Hold on I'll rewrite it so you can check that it's what was intended:

Answer 3

thanks neil :)

Answer 4

From here?
\[64(3 – x) = 42x\]

Or this?
\[64^{3 – x} = 4^{2x}\]

Answer 5

the latter.

Answer 6

So top or bottom?

Answer 7

i just answered the bottom one.

Answer 8

9/5 is the real root for that problem, correct.

Answer 9

That's the answer Neil, I need to know the name of the method I used to get it.

Answer 10

Divide by whatever is multiplied in the squared terms.

Answer 11

I would do the following first, both sides of the equations in terms of base 2

Answer 12

Why base 2? because then you can take log\(_2\) ( ) to both sides ;-)

Answer 13

This question is asking you to remember rules of exponents

Answer 14

2^6 = 64
2^4 = 4

Answer 15

so...
\[\large 64^{3 – x} = 4^{2x}\]
\[\large 2^{6(3 – x)} = 2^{2(2x)}\]
\[\large \log_2 ( 2^{6(3 – x)} ) = \log_2 ( 2^{2(2x)})\]
\[\large 6(3 – x) = 2(2x)\]
\[\large 18 – 6x = 4x\]
\[\large 18 = 10x\]
18/10 = 9/5

Answer 16

Make sense @strcaitlyn13 ? :-D

Answer 17

Yes i knew how to get the answer, just not what the method was.

Answer 18

I like that you recognized that 64 and 4 were related by even factors.

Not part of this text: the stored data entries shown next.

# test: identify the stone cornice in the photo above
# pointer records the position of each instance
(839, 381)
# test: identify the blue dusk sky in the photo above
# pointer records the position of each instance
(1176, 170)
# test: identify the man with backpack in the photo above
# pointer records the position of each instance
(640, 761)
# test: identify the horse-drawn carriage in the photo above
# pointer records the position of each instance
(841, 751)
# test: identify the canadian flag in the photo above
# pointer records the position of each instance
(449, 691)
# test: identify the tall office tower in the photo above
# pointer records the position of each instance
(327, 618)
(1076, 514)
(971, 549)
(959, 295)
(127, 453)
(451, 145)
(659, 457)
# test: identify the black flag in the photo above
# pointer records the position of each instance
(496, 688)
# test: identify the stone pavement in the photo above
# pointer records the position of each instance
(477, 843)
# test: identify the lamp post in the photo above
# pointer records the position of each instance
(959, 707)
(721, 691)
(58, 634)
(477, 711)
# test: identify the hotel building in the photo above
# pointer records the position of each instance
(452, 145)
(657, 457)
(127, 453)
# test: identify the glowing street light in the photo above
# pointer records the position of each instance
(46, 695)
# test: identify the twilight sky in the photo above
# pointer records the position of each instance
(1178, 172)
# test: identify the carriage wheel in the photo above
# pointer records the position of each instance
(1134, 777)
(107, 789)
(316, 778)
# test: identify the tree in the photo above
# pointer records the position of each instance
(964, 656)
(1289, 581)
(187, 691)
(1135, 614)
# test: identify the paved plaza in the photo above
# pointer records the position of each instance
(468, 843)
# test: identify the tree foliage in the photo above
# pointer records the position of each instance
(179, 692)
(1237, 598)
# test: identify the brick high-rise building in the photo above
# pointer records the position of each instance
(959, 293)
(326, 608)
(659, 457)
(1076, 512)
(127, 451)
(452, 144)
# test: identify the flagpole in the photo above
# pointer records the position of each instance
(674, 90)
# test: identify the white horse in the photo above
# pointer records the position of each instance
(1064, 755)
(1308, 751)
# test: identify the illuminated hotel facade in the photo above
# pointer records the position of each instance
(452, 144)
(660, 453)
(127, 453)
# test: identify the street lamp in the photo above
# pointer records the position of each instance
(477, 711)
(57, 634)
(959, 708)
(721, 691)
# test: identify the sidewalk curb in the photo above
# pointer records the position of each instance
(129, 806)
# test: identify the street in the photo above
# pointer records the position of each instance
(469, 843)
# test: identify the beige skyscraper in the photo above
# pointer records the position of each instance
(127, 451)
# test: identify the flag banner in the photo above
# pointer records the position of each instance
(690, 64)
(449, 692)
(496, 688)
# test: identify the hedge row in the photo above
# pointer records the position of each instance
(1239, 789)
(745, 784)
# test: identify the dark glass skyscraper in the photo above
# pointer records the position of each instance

Alternately you could put both of them in terms of base 4 and take log\(_4\) to both sides instead. Works the same.

Answer 19

But you need to use a log here I think or you're making an assumption that's false for some numbers, because the domain of logarithms are restricted from 0<x<\(\infty\)

Answer 20

Minor detail, but some mathematicians and software engineers would make a big deal about it.

Answer 21

i got it now thank you :)

Answer 22

^_^